This repository contains code to fine-tune the espnet XEUS model for Automatic Speech Recognition (ASR).

Work In Progress Work In Progress

Note: This repository is still in development. Please create an issue if you encounter any bugs.

Colab Support

Colab support is coming soon! Stay tuned for updates.

Prerequisites

Before running the code, ensure you have the following prerequisites installed:

  • CUDA 11.8
  • torch >= 2.0
  • torchaudio

Installation

  1. Clone the repository:
git clone [email protected]:pashanitw/xeus-finetune.git
cd xeus-finetune
  1. Install the required Python packages using pip:
pip install 'espnet @ git+https://github.com/wanchichen/espnet.git@ssl'
git lfs install
git clone https://huggingface.co/espnet/XEUS


pip install -r requirements.txt

Training Process Overview

Step 1: Authenticate with Hugging Face

you can log in to your Hugging Face account by opening a terminal and running the following command:

huggingface-cli login

Step 2: Configure Your Training

  • Configure Your Training: Prepare your training configuration by creating or updating a YAML file (config.yaml).
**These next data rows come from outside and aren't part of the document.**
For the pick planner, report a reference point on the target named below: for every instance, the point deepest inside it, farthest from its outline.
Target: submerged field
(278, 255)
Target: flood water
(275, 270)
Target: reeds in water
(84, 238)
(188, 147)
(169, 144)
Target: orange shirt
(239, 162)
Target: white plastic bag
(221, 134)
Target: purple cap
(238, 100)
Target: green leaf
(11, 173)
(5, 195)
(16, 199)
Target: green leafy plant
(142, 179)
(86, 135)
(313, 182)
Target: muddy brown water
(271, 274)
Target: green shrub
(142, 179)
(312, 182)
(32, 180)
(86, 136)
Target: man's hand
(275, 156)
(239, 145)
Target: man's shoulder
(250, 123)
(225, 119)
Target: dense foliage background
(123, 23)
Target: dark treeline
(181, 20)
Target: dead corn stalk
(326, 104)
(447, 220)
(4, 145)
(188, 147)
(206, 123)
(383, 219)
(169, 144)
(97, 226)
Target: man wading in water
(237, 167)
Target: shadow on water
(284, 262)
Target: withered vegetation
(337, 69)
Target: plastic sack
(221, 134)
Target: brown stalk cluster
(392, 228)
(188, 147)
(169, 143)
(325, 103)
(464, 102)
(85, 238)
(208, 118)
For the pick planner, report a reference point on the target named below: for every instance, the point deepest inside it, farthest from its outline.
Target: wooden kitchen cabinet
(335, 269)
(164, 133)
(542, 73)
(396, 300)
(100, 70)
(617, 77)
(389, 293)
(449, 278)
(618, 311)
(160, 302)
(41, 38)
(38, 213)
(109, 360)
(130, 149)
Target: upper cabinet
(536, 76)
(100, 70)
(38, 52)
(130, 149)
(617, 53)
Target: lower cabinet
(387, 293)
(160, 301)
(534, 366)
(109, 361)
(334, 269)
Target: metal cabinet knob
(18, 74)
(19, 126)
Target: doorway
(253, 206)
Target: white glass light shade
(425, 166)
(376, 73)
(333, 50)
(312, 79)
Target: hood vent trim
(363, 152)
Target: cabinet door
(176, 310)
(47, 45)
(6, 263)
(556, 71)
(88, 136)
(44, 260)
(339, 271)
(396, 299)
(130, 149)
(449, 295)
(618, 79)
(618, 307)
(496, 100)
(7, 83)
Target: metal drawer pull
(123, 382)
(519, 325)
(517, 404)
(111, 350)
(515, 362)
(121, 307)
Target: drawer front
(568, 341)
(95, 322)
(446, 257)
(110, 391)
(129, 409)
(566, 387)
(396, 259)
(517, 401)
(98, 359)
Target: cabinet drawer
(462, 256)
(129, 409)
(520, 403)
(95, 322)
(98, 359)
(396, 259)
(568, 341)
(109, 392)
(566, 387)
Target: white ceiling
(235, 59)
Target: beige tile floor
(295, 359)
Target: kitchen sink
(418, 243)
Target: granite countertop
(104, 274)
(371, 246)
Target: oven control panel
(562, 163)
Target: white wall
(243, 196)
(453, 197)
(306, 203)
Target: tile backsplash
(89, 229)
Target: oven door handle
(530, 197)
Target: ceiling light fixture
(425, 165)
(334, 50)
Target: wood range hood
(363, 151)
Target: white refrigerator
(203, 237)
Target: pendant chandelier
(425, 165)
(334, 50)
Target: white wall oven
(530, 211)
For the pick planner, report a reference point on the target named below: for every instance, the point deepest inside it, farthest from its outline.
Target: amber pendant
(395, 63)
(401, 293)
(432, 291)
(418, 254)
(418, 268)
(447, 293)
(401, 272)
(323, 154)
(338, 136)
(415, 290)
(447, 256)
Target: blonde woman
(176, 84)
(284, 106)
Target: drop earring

This file should include your datasets' paths, training parameters, and any model-specific settings. Ensure the configuration aligns with your project needs and the datasets you plan to use.

Step 3: Initiate Training

To train the model, execute the following command:

accelerate launch train.py --config configs/hi_hf.yaml

Step 4: Inference

for the inference

python inference.py --ckpt_path <checkpoint path> --audio audio.wav

example

python inference.py --ckpt_path ./step_2000 --audio audio.wav

Step 5: Calculating the WER

run the following command to calculate word-error-rate metric

python wer.py --ckpt_path <checkpoint path> --dataset <dataset> --name <subset> --split <split>

example

 python wer.py --ckpt_path ./step_2000 --dataset google/fleurs --name hi_in --split test

Configuration Parameters

The configuration of the model training and evaluation is defined by the following parameters:

train_datasets and eval_datasets

Specifies the datasets used for training and evaluating the model, respectively. Each entry in these lists consists of the following fields:

  • dataset: The path to the dataset.
  • split: The dataset split to use, e.g., train, test.
  • input_fields: The fields to be used as input from the dataset. For training datasets, these are typically "audio" and "sentence".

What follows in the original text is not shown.